14. A cap assembly for receiving a specimen container, the specimen container having a threaded end surrounding an opening, the cap assembly having a vertical axis and comprising:

a first end including a housing defining a chamber, a pre-filled agent disposed in the chamber and retained by way of a retention member;

a second end opposite from the first and having threads sized to cooperate with the threads of the specimen container; and

an actuating member axially movable within the cap assembly intermediate the first end and the second end, the actuating member having an engagement surface for engaging the threaded end of the specimen container when the specimen container is threadably engaged with the second end of the cap assembly such that the actuating member penetrates the retention member thereby releasing the prefilled agent into the specimen container.

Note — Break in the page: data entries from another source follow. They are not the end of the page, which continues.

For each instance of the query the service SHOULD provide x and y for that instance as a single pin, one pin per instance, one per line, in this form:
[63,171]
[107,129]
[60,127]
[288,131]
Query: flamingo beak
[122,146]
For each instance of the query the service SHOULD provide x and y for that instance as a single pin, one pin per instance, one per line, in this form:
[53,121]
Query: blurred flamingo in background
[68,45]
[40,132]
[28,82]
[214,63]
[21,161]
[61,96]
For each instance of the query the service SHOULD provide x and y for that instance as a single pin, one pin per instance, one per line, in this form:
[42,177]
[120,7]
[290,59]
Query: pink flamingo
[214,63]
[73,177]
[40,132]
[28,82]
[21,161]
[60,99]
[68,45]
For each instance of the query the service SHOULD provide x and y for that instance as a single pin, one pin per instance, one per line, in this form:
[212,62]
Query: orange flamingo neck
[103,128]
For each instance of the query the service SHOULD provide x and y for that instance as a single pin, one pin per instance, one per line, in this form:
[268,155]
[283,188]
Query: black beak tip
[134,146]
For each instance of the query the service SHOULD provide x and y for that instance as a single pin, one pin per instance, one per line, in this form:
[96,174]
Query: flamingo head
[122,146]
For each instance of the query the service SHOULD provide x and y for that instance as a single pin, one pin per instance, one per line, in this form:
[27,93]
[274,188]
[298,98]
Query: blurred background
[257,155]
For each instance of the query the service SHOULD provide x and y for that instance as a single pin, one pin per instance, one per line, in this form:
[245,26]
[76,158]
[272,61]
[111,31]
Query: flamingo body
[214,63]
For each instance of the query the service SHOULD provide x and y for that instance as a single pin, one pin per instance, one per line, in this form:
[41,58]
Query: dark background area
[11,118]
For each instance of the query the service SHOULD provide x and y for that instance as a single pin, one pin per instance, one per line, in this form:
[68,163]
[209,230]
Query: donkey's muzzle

15. The cap assembly of claim 14, wherein the retention member is a pierceable membrane and the actuating member includes a piercing tip.

16. The cap assembly of claim 14, wherein the retention member is a frangible capsule and the actuating member includes a breaking member.

17. The cap assembly of claim 14, wherein the piercing member is formed of a polymer.

18. A kit, comprising:

a plurality of specimen containers each defining an interior volume for containing a fluid specimen; and

a plurality of cap assemblies, each cap assembly configured to mate and form a seal with at least one of the specimen containers, each cap assembly comprising: a housing having walls forming an interior chamber; a pre-filled agent disposed within the chamber; and an actuating member slidably disposable within the housing, wherein, when the cap assembly is mated with a specimen container, the actuating member causes the pre-filled agent to be released from the chamber and into the interior volume of the specimen container.

19. The kit of claim 18, wherein each cap assembly further comprises a retention member that seals the pre-filled agent within the chamber, the actuating member operable to provide a fluid path through the retention member to release the pre-filled agent from the chamber.

20. The kit of claim 19, wherein the retention member is a pierceable membrane and the actuating member includes a piercing tip that pierces the membrane to provide the fluid path.